Twitter’s funny, isn’t it? Lots of people saying things. You can follow me, if you like (twitter.com/grahambandage).
I follow a number of celebrities and people whose work I admire and, in some cases, love to the point of tears. But I don’t expect them to follow me.
And why should I? They have many thousands of followers. If I were to show up on their radar I would recommend that they have their radar checked out for excessive sensitivity by a qualified engineer. They literally don’t have the time to consider the likes of me, to decide, “You know what? This chap Bandage is smashing, and I’m going to follow him in a reciprocal arrangement.”
Or so I thought.
There’s a little button to the right of your screen. I’ve marked it “I Know Where You Live.” Every so often, I have a little look at my profile on StatCounter to see how many thousands of people have had a look at this blog*. And one day last week I saw it. Somebody, I’m not saying who, but it’s somebody I admire and had recently started to follow on Twitter, had read my blog.
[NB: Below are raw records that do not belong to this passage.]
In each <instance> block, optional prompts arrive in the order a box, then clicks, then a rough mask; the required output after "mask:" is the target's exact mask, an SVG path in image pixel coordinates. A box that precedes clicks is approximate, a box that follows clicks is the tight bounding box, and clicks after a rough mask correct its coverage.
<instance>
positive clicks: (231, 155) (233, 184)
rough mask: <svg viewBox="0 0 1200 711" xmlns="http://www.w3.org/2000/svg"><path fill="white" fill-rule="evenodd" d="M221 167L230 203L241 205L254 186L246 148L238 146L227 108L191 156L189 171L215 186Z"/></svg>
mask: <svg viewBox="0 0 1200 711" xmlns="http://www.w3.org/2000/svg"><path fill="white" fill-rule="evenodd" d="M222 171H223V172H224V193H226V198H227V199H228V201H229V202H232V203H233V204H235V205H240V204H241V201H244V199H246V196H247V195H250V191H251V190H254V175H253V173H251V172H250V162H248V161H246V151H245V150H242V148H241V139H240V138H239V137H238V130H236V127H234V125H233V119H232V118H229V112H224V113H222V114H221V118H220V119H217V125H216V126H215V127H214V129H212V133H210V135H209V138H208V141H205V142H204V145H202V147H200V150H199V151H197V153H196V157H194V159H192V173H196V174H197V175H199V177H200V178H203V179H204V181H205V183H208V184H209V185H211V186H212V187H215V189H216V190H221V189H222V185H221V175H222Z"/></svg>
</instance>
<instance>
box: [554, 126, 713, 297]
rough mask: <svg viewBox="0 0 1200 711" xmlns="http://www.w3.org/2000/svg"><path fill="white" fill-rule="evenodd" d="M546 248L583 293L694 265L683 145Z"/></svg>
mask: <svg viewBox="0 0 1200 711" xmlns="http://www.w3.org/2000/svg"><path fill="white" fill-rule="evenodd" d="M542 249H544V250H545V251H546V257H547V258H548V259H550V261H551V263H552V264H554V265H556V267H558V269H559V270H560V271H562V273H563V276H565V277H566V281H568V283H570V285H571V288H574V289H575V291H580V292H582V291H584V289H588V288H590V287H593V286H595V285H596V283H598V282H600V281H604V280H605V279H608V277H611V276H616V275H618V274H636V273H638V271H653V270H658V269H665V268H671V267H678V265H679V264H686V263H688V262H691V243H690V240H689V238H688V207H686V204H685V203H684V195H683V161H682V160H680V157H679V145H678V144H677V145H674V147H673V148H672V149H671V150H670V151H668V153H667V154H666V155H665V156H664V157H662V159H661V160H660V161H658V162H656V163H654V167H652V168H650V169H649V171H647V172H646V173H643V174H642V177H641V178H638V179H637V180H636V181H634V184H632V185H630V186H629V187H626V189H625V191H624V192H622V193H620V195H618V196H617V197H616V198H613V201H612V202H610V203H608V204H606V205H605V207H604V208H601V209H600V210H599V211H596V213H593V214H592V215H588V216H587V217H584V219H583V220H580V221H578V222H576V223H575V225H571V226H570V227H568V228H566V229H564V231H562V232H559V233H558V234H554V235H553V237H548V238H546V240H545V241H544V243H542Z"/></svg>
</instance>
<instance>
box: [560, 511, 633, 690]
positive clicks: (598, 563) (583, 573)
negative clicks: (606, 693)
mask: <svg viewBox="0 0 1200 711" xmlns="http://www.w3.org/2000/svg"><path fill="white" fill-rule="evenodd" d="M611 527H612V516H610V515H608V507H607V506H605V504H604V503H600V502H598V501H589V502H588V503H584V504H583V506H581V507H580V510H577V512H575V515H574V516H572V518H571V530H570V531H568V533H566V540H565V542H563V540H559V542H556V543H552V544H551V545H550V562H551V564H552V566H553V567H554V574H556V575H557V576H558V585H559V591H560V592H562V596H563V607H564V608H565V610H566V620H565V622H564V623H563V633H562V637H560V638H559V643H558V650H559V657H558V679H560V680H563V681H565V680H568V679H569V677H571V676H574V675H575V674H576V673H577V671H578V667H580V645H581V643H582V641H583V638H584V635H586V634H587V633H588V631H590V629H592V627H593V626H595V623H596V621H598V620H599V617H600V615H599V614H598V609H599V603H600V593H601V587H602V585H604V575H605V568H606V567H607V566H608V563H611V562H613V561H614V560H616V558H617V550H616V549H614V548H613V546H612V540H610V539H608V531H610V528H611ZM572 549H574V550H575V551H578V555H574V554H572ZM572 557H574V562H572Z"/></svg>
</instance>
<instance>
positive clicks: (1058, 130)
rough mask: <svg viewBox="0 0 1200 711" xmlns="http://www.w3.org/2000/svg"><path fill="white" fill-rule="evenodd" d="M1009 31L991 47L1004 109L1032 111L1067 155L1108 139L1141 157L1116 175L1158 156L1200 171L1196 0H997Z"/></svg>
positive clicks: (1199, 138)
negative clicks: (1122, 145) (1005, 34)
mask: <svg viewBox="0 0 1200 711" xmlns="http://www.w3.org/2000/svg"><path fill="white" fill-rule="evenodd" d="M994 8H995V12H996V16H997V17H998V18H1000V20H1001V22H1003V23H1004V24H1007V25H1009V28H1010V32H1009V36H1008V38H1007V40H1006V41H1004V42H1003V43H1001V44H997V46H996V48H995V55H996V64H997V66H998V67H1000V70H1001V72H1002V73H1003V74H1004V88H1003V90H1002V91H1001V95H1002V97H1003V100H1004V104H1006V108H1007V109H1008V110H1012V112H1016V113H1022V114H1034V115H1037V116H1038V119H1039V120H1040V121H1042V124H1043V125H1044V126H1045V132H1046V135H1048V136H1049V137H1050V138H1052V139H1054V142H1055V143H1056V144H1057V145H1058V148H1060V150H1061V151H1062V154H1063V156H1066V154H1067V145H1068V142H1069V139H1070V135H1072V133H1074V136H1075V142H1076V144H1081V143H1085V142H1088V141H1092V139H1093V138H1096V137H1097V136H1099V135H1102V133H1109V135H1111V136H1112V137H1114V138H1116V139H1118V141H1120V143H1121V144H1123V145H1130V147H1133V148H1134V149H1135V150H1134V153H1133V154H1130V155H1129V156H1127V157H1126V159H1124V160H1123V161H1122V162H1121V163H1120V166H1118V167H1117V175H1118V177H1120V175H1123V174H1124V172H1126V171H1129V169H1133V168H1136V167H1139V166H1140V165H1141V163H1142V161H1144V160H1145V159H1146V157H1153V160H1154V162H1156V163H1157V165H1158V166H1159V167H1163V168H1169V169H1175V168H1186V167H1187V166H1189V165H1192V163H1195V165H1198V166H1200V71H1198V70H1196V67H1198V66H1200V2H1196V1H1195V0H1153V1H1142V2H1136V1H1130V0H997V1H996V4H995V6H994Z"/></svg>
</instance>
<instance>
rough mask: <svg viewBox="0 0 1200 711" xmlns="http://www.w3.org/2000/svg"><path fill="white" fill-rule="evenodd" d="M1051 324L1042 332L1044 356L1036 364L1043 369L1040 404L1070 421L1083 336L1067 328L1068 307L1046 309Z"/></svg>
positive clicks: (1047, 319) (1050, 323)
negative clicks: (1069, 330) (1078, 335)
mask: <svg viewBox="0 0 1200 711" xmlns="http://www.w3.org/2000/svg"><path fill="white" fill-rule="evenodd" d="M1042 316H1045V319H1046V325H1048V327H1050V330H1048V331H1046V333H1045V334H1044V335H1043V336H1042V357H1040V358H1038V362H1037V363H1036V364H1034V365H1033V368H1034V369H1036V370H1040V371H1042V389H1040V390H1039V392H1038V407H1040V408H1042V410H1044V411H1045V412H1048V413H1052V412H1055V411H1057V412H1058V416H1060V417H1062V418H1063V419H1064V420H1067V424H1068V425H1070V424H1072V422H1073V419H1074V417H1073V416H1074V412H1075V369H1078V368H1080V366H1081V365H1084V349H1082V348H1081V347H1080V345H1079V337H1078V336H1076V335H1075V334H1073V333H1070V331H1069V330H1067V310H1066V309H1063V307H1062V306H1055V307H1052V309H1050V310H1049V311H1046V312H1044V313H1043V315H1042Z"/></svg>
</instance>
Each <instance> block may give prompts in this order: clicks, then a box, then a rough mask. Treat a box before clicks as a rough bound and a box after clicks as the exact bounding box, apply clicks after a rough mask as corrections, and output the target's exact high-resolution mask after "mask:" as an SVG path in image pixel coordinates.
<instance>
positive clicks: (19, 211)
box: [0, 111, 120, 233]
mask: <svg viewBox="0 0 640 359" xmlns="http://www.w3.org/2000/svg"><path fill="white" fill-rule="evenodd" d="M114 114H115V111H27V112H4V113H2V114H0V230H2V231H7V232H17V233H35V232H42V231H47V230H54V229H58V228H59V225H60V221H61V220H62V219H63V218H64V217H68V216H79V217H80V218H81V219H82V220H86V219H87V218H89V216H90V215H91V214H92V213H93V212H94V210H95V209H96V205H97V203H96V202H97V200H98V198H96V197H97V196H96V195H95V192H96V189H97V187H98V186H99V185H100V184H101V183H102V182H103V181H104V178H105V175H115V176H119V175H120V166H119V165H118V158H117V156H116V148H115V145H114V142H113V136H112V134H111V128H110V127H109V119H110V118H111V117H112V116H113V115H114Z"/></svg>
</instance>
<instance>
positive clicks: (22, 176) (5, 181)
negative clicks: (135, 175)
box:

“Ooh,” I thought, “Mr X [that’s not his real name] has read my blog.” And for a moment I was quietly pleased. “Now,” I thought, “The big time is beckoning. It’s diamond-studded iPhones and swimming pools in the shape of this blog all the way for me from here on in.”
And then I had a look at the people he follows on Twitter. And I’m not one of them.
This man, this Mr X [that’s not his real name], has done the necessary research and found me wanting. If only I hadn’t had access to such a wealth of information, I would be living in blissful ignorance. It’s all my own fault.
In a way, it’s the worst review I’ve ever had, apart from when the recipient of my youthful longings told a go-between, “I’d rather f**k a penguin.”
*Don't worry, I don't really know where you live. Also, I only know who this person is because he has his own domain. That's the size of big-shottedness which this man possesses.